The practice, which the SAMR has previously spelt out as illegal, violates China’s antimonopoly law by hindering the free circulation of goods and infringing on the business interests of merchants, the regulator added.

Besides imposing the fine, which ranks among the highest ever antitrust penalties globally, the regulator ordered Alibaba to make ‘thorough rectifications’ to strengthen internal compliance and protect consumer rights.

Alibaba said in a statement that it accepts the penalty and ‘will ensure its compliance with determination’. The company will hold a conference call on Monday to discuss the penalty.

‘We will tackle it openly and work through it together,’ CEO Daniel Zhang said in a memo to staff seen by Reuters. ‘Let’s improve ourselves and start again together as one.’

The fine is more than double the $975 million paid in China by Qualcomm, the world’s biggest supplier of mobile phone chips, in 2015 for anticompetitive practices.

‘There has been weakness in China’s big tech stocks and I think this fine will be seen as a benchmark for any other penalties which could be applied to the other companies,’ said Louis Tse, managing director at Wealthy Securities in Hong Kong. 

The hefty penalty on Alibaba also comes against the backdrop of regulators globally, including in the United States and Europe, carrying out tougher antitrust reviews of tech giants such as Alphabet Inc’s Google and Facebook Inc.

With the fine on one of its most successful private enterprises, Beijing is making good on threats to clamp down on the ‘platform economy’ and rein in the behemoths that play a dominant role in the country’s consumer sector.

‘What comes after Alibaba’s fine is the likelihood that there will be damage to China’s other internet giants,’ said Francis Lun, CEO of GEO Securities, Hong Kong.

‘Their growth has been enormous, and the government has turned a blind eye and allowed them to carry out uncompetitive practices.

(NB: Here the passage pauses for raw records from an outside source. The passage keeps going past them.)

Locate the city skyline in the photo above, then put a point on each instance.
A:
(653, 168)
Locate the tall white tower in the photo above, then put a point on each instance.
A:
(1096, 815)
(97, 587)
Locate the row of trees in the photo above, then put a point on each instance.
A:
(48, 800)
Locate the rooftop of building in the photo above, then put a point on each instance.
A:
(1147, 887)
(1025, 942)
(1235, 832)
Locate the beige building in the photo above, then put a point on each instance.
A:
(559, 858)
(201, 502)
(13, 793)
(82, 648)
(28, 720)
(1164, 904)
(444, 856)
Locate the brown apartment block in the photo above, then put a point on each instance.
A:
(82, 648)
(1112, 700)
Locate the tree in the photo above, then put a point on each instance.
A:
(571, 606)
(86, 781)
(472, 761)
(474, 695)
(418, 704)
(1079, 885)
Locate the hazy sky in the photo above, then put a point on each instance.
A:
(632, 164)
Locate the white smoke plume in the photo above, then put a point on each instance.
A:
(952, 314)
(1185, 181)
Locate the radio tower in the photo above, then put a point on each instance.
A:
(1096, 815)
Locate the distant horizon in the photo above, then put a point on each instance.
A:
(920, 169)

They can no longer do that.’

China’s big technology firms have been stepping up hiring of legal and compliance experts and setting aside funds for potential fines, amid the antitrust and data privacy crackdown by regulators, Reuters reported in February.

Chinese official media hailed the penalty imposed on Alibaba, saying it would set an example and bolster awareness about anti-monopolistic practices and the need to adhere to related laws.

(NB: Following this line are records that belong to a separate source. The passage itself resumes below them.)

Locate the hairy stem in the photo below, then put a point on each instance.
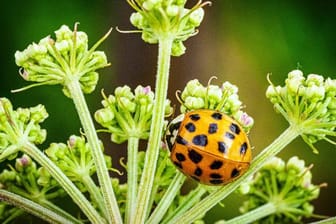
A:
(167, 199)
(64, 181)
(192, 198)
(48, 204)
(161, 88)
(255, 214)
(95, 193)
(132, 177)
(33, 208)
(112, 209)
(215, 197)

The fine has released a ‘clear policy signal’, Shi Jianzhong, antitrust consultant committee member of the State Council and professor of China University of Political Science and Law, wrote in the state-backed Economic Times.

Wium Malan, an analyst at Propitious Research in Cape Town, who publishes on the Smartkarma platform, echoed the sentiment, describing the fine as a ‘clear statement of intent’.

For Alibaba, Malan said, the fine was ‘affordable’ but that the market was still ‘waiting to see what the ultimate impact would be from the Ant Group restructuring, which still leaves a lot of uncertainty’.